In my opinion, the meaning of all adjudicable acts is at least partly extra-legal. During a trial, acts are always interpreted in their real social and moral contexts, otherwise there would be no point in pleading extenuating circumstances or bringing in social and psychological factors or the current state of science and art, as in M’Naghten, Leopold and Loeb, Brown, Scopes, or all censorship cases. Rather, it is implicit in the very idea of trial by a jury or peers that the indictment will be interpreted and judged, at least partly, according to substantive social and moral, and not merely formal and legal, justice. The jury is supposed to bring in its own life experience and values; and it must consist of peers in order that the defendant’s acts may be understood in the sense that they were performed. (Thus the Panthers claim that white jurors are not adequate peers.)

But if all trials, and especially trials with novel issues, depend on the social, moral, and political interpretation of the community, it is unacceptable for judges to run them as if the meaning of acts could be defined in cut-and-dried courtroom terms; but this is what happened with Spock, the Chicago Seven, and others.
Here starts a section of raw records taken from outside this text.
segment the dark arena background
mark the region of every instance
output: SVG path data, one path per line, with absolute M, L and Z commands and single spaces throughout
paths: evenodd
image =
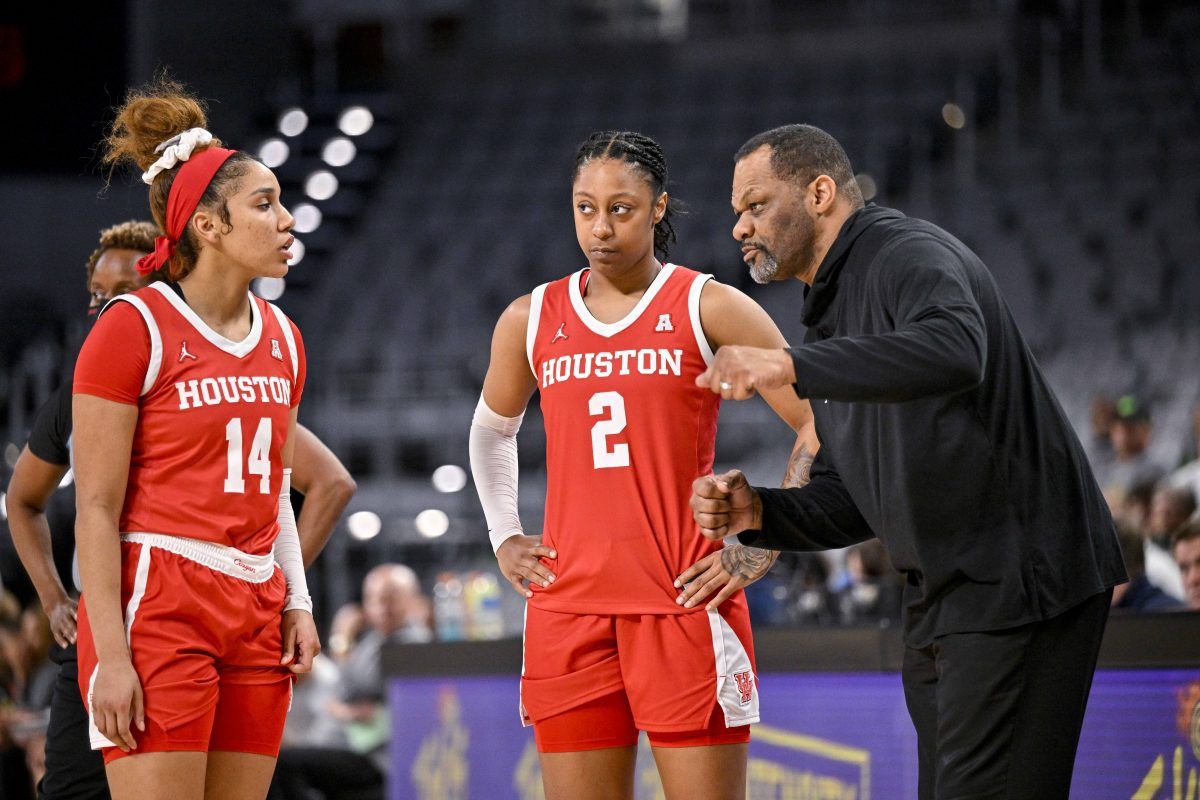
M 1111 507 L 1145 540 L 1147 575 L 1180 599 L 1169 613 L 1114 612 L 1072 796 L 1196 798 L 1200 603 L 1187 609 L 1169 541 L 1195 523 L 1200 489 L 1200 4 L 6 4 L 0 492 L 71 375 L 97 231 L 149 217 L 144 185 L 109 174 L 100 143 L 126 89 L 161 70 L 278 176 L 301 245 L 287 278 L 256 291 L 304 331 L 301 422 L 358 483 L 308 571 L 329 657 L 298 686 L 284 752 L 367 753 L 386 783 L 272 796 L 542 796 L 516 712 L 523 602 L 499 576 L 468 465 L 496 319 L 586 265 L 575 148 L 594 130 L 635 130 L 662 144 L 686 210 L 672 260 L 746 291 L 799 342 L 802 287 L 750 281 L 730 185 L 750 136 L 810 122 L 845 145 L 866 200 L 982 257 Z M 725 403 L 716 469 L 778 485 L 791 441 L 764 403 Z M 545 445 L 535 398 L 520 434 L 527 531 L 541 528 Z M 50 642 L 4 497 L 0 796 L 25 800 Z M 70 473 L 47 513 L 70 531 Z M 785 554 L 748 589 L 763 694 L 751 798 L 917 798 L 899 581 L 875 545 Z M 373 663 L 386 702 L 343 723 L 328 704 L 371 632 L 355 612 L 364 578 L 385 564 L 416 576 L 386 600 L 398 621 Z M 638 798 L 662 796 L 643 747 Z

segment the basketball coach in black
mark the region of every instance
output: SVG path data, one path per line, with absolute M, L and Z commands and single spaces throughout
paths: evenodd
M 702 533 L 775 551 L 878 536 L 907 578 L 919 796 L 1066 799 L 1126 572 L 992 277 L 941 228 L 864 206 L 841 145 L 811 126 L 743 145 L 732 201 L 752 277 L 806 284 L 806 333 L 788 350 L 721 348 L 697 383 L 734 399 L 793 384 L 821 450 L 800 488 L 698 479 Z

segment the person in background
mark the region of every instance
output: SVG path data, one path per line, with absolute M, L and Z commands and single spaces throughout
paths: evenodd
M 904 577 L 892 566 L 883 542 L 870 539 L 850 547 L 846 573 L 848 584 L 834 599 L 844 625 L 900 621 Z
M 1190 522 L 1175 534 L 1171 555 L 1183 575 L 1188 608 L 1200 610 L 1200 522 Z
M 130 221 L 100 231 L 85 265 L 88 315 L 95 319 L 113 297 L 146 284 L 137 260 L 154 251 L 158 227 Z M 67 590 L 54 564 L 46 509 L 71 465 L 71 385 L 65 384 L 38 410 L 29 441 L 8 482 L 8 527 L 22 565 L 49 618 L 59 664 L 46 734 L 46 775 L 38 786 L 46 800 L 107 800 L 108 782 L 98 752 L 88 746 L 88 714 L 77 686 L 77 587 Z M 336 456 L 304 426 L 296 426 L 293 483 L 305 497 L 296 519 L 305 566 L 320 553 L 355 483 Z M 74 537 L 74 531 L 59 531 Z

In any State legal system, with abstract statutes and penalties imposed from above, it is inevitable, and perhaps useful, that there is a distinction between legal justice and moral or political justice — as an anarchist, I am not so sure that it is useful — but it is monstrous to try to make this distinction absolute, to direct a  jury not to consult its life experience and values, and to prevent a jury from hearing evidence in that direction.

Political, moral, and civil libertarian defendants have always used Political Trials to address the public outside the courtroom. This is in itself a good thing, it is part of the democratic process. A man willing to risk his liberty for his beliefs has a claim to air them in. court, and the public can only profit by hearing deeply held convictions. The one disadvantage to it could be that the stump speeches may take so long as to be obstructive to the court procedure, but any judge has enough power to prevent this kind of filibuster. It is quite another matter for a judge to keep defendants from explaining themselves to the jury, including the jury’s political judgment, as part of the judicial process. The result of trying to prevent a trial from being political in this reasonable sense is to drive lively and intelligent defendants to make the court itself a place of confrontation, physical force, or tricks, not a judicial forum at all. The defendants can no longer give allegiance to the court, and we must go back to the problem of disruptive defendants that we started from.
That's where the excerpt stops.